Quinoa Salad

Tasty and hardy and gluten-free…. yum!!

1 cup quinoa (rinsed thoroughly)
2 cups water
1 can chick peas (rinsed and drained)
1/2 cup almonds
1/4 cup dried apricots (or fresh) or raisins
1 medium tomato
1/4 cup red onion
1/4 lb baby spinach leaves
1 bunch fresh cilantro

Bring water to a boil in a medium saucepan. Add quinoa and lower heat to medium low. Cover and cook 15 minutes (or until water is absorbed). Meanwhile, chop tomato, onion, apricots and cilantro. Roast almonds under the broiler for 3 minutes, careful not to burn them. Once roasted, allow almonds to cool before coarsely chopping them.
In a large bowl, toss spinach, quinoa, chick peas, onion, tomato, apricots and almonds.

Serve with fresh dressing

2 tbsp lemon juice
1/4 cup olive oil
1/4 cup apple cider vinegar
1/2 tbsp stone ground or Dijon mustard
1 tsp sea salt
1 tsp honey
2 cloves garlic
1/8 tsp ground cumin
1/8 tsp cinnamon
1/8 tsp ground ginger

Add all ingredients together and serve over quinoa salad

Why eat Quinoa:

Quinoa is the only grain to contain a complete protein source (similar to milk).

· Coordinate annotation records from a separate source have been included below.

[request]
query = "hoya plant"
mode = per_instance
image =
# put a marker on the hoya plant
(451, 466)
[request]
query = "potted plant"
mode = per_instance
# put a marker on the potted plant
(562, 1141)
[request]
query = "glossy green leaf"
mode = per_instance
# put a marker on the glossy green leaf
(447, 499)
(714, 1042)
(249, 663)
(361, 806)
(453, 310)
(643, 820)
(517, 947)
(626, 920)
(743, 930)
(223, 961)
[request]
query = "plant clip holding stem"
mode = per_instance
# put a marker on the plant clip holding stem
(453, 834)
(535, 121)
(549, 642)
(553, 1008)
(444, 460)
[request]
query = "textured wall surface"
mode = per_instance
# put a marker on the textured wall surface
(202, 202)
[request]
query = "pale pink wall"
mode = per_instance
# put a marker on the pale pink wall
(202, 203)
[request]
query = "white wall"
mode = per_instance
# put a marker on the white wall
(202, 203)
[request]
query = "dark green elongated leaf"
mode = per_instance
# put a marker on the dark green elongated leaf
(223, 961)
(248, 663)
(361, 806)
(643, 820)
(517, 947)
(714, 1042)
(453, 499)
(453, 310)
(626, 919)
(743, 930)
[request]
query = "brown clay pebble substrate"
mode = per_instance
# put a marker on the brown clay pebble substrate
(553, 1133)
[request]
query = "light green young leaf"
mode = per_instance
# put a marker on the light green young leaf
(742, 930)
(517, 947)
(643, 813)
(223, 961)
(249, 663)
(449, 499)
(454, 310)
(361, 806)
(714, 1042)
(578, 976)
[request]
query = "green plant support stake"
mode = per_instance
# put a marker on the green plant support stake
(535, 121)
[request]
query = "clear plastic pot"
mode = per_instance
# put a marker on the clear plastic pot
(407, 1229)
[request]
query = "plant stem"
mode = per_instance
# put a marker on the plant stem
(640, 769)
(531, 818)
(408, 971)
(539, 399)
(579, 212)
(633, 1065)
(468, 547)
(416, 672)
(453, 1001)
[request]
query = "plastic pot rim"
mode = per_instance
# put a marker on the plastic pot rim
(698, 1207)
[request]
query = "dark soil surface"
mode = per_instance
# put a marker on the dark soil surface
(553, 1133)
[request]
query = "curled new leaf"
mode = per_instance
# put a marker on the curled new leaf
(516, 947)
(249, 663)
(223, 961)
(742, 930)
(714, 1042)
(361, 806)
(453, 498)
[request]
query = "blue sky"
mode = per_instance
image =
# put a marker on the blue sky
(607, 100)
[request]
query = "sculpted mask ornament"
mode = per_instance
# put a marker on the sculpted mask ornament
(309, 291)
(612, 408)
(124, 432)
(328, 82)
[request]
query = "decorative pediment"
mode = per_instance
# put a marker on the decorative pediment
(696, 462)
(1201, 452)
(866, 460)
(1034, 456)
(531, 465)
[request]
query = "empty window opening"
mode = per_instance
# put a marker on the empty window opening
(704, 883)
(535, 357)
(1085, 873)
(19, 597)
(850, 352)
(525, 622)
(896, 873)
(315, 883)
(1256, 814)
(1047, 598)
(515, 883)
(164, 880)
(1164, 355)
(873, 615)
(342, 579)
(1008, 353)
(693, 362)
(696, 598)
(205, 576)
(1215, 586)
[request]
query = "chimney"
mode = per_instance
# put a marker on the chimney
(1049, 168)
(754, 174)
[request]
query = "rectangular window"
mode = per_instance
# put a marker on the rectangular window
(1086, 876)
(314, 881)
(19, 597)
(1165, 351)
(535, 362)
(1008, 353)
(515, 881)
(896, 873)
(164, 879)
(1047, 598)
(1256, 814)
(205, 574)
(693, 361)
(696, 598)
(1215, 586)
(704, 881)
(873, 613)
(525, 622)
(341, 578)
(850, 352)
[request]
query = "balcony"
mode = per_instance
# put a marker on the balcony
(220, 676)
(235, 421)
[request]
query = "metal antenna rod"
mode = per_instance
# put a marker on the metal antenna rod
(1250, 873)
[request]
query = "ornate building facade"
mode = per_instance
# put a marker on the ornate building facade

It provides all the essential amino acids, including lysine, a scarce amino acid in vegetables, as well as methionine and cystine in an almost perfect profile. These are especially important for vegetarians because most plant sources have inadequate amounts.Quinoa is light, tasty and easy to digest. According the asian energetics of food, it is warming and energizing in nature and is very good for tonifying kidney yang. A high source of B vitamins, vitamin E, Iron, Calcium, and of course fibre, quinoa is an excellent addition to make to your regular diet.